On Friday, the rebuild continued with Oklahoma center Creed Humphrey, who starred for three years at Norman and didn’t allow a sack. Humphrey will immediately compete to start while ensuring Thuney won’t kick inside. Factoring in the return of guard Laurent Duvernay-Tardif and right tackle Lucas Niang from the COVID opt-out lists, and the Chiefs have an entirely new line.
Many who love football are undoubtedly thrilled with their franchise’s hauls from the offseason. Mahomes might be the biggest fan of anybody.
I loved the New York Giants plan this weekend.
Famously, general manager Dave Gettleman had never previously moved back in a draft, but did so with each of his first two picks on Thursday and Friday. The result was netting 2022 first and fourth-round choices with the Bears deal, before acquiring a 2022 third-rounder from Miami.
Meanwhile, the Giants took receiver Kadarius Toney at No. 20 overall. He’ll join receivers Sterling Shepard, Darius Slayton and Kenny Golladay, running back Saquon Barkley and tight end Evan Engram as weapons for third-year quarterback Daniel Jones.
Now, Jones has no excuses. New York is loaded with talent with the Duke product in his second. year of offensive coordinator Jason Garrett’s scheme. The Giants will get a great look at what Jones can do and if they like the result, fantastic. If not, they have the currency to make a move up in the draft for his replacement, or to trade for a veteran.
Big Blue came up huge in this draft.
Inside the league
One domino we might see fall this offseason regards the Philadelphia Eagles and tight end Zach Ertz.
The two sides seemed destined for a parting of ways earlier this offseason, with either a trade or release being reasonable. Yet Ertz remains an Eagle. Per league conversations throughout the past year, once extension talks broke down quickly in August, last season appeared Ertz’s final in Philadelphia. By the past winter, the expectation hadn’t changed.

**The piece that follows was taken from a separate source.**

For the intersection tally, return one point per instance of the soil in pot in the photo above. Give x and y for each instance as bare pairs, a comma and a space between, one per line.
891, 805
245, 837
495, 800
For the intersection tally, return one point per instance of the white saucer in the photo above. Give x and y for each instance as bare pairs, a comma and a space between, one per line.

However, Eagles general manager Howie Roseman might be willing to keep Ertz through the final year of his contract if he doesn’t get a worthy offer. Does that mean something like a third-round pick in Roseman’s mind? Perhaps. If so, does a team like the Bills part ways with a mid-round selection to nab a playmaker at a position of need?

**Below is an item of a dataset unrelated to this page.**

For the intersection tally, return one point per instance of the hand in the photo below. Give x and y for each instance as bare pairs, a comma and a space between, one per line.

It’s something to watch as the lull of the NFL calendar takes hold.
Tajee Harris is the sixth running back drafted by the Pittsburgh Steelers since the AFL-NFL merger.
Of the previous five, Franco Harris reached the Hall of Fame, while the others (Rashad Mendenhall, Tim Worley, Walter Abercrombie, Greg Hawthorne) never reached a single Pro Bowl.

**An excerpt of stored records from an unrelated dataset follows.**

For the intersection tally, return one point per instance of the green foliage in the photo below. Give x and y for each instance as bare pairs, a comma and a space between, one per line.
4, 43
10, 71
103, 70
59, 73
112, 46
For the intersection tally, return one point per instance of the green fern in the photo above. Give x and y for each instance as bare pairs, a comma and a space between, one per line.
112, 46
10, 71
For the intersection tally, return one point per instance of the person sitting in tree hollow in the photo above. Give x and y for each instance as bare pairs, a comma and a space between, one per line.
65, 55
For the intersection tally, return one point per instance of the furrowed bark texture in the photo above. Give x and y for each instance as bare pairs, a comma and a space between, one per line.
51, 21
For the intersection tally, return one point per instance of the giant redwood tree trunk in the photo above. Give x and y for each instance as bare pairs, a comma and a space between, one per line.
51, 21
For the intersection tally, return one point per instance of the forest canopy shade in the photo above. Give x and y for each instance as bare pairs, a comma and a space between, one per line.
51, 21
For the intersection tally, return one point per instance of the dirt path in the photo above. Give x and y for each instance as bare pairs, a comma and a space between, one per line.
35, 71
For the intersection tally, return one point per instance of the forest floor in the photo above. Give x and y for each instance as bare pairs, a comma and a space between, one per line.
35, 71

We’ll see where the latest Pittsburgh runner falls on this spectrum.
Deshaun Watson’s future with the Houston Texans seems more tenuous than ever.
With all the legal issues surrounding the star quarterback, there’s been an ugliness and uncertainty permeating for months. Then, on Friday, the Texans used their first pick — in the third round — to take Stanford quarterback Davis Mills.
Without first and second-round selections and a hideous roster, general manager Nick Caserio could have used the pick to fill a number of holes. Instead, he shored up quarterback. to something you’d see from a smart GM who believes Watson will be around for the long haul.
We learned plenty from the 2021 NFL Draft, perhaps nothing more than what Houston really thinks of Watson’s expiration date with it.